マンションの規約によって、専有部分の工事であっても基本的に管理組合の許可、上下左右の住民の同意が必要とされる場合がほとんどです。特に共有スペースに変更を加えるのはハードルが高いです。
また規約は管理組合の決議によって変わる可能性があります。今の規約がずっと変わらないという保証はありません。
住居改修の条件がとても緩いと思って購入したのに、その後の規約の改定によってとても厳しくなってしまうこともあり得るのです。できるだけ管理組合の総会へ出席し、発言しておいた方が良いです。
共有スペースもバリアフリーになっているか?
具体的には廊下やエントランスホールや駐車場などです。
室内はバリアフリーになっていても駐車場までの距離が非常に長かったり、ドアが多かったり、段差があったりする場合があります。
また、最近のマンションはデザイン性が高く床材に大理石やインターロッキングなどさまざまな素材が使用されています。大理石は濡れると非常に滑りやすいものもありますし、インターロッキングは小さな段差が出来ることがあります。
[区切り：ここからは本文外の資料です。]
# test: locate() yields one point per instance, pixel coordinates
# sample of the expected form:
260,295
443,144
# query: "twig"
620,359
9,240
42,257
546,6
それぞれの素材により一長一短がありますのでデザイン性だけにとらわれない見方も必要です。
1.6介護保険と補助金を積極的に利用しよう
日本には介護保険という素晴らしい制度があります。
将来体が不自由になって介護認定を受けると、手すりや段差の解消などの改修費の9割を公費で支給してもらえます。(上限20万円)
他にも押し車や車椅子をレンタルする事も出来ます。
市町村によっては介護保険で対応しきれない費用を補助しているところもありますので、自分の住んでいる地域にそういった制度がないか確認してみるとよいと思います。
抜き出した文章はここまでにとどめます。